The Future of the Control Panel-to-Host interface
As a point of reference, the HVAC / Building Controls industry currently has two competing standards, BACNet and LonTalk. System components are available for each, and the standards are openly published. LonTalk requires a proprietary chip at each device, while BACNet does not. BACNet is a system-down approach which can transfer large blocks of data, whereas LonTalk is a device-up approach that handles smaller blocks of data. If all components in a given system are compliant with one standard, it is still not a simple matter to replace a device from one vendor with another, but it can be done. Head-end software can be changed without changing system components, and components from multiple vendors will work together on a single system. These protocols each have their champions, have been around for 20 years, and will likely coexist for the near term, although there are efforts underway at the National Institute of Standards and Technology (NIST) to supersede them with something better.
With regard to interoperability, the access control world is about 20 years behind the HVAC industry, but discussions on open systems are under way. Some system vendors claim that their systems are "open architecture" and interoperable because they use the Windows operating system or TCP/IP, but none of their components are interchangeable with components from another vendor. Currently, Wiegand interface readers could be interchanged on a system, but cards would also have to be changed and panel settings and database reconfiguration would be necessary.

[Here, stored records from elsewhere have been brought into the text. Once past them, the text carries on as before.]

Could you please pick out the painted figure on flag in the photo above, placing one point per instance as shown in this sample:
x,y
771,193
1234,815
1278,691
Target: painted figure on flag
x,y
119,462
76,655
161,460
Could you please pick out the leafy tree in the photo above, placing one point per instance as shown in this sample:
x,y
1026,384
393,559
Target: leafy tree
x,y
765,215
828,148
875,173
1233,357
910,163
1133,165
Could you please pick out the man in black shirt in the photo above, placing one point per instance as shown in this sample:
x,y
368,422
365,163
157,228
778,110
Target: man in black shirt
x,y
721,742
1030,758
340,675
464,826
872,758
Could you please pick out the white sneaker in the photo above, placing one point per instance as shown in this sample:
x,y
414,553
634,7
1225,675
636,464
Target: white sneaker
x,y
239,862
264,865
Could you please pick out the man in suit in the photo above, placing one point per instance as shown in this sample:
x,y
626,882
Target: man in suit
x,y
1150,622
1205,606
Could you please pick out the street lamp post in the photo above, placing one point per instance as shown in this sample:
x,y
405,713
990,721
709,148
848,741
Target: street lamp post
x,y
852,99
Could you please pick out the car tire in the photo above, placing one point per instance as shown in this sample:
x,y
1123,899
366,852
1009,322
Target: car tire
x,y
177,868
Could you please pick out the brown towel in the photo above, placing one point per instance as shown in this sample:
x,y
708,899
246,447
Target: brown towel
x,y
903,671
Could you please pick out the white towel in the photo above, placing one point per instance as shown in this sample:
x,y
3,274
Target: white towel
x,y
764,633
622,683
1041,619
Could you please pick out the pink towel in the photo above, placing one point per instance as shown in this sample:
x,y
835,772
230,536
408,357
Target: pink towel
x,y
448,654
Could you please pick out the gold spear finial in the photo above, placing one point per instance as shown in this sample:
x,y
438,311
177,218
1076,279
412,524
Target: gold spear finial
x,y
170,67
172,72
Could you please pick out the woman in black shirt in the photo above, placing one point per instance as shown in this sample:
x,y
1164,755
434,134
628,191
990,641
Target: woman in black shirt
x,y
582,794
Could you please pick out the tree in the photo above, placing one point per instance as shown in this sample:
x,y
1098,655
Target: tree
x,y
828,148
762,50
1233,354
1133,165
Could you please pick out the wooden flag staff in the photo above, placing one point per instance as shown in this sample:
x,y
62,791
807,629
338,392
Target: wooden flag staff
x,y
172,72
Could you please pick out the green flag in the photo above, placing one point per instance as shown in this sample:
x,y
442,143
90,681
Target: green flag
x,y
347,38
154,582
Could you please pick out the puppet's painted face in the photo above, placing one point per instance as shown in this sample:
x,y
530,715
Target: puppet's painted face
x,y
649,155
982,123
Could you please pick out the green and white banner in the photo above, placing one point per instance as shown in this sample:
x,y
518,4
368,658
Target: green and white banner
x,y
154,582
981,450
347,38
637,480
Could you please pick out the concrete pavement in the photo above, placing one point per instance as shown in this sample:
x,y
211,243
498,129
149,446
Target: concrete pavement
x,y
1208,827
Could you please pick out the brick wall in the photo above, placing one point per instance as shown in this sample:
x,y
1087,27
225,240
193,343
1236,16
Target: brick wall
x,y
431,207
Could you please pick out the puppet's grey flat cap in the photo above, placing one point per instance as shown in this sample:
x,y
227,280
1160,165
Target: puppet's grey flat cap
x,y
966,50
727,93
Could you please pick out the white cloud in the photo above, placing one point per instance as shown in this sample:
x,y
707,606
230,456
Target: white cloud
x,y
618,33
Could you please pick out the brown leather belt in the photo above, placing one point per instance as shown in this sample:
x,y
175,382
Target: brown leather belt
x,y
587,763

Panels from various vendors cannot be interchanged or combined on the same system, and head-end software is not interchangeable.
Some vendors are participating in an effort by the Security Industry Association (SIA) to define access control industry communications standards.
As with the reader-to-panel interface, the prevalence of TCP/IP networks in commercial buildings, and the rising influence of IT departments over security makes Ethernet the physical layer and TCP/IP the protocol of choice, leaving only the message sets to be defined. Additionally, the convenience of accessing systems via the Internet will make TCP/IP a must. Ideally, this new standard would be vendor-independent, and supported by an API and published documentation.
The value and importance of interoperability are more than just convenience, lower installation costs, or lower maintenance costs. By merging systems together, more powerful and comprehensive security systems can be developed.
Currently, no open communication standard exists for access control devices. However, market demands, competition, and government requirements will ultimately force the industry to adopt open standards, or new players will emerge who can provide open standards.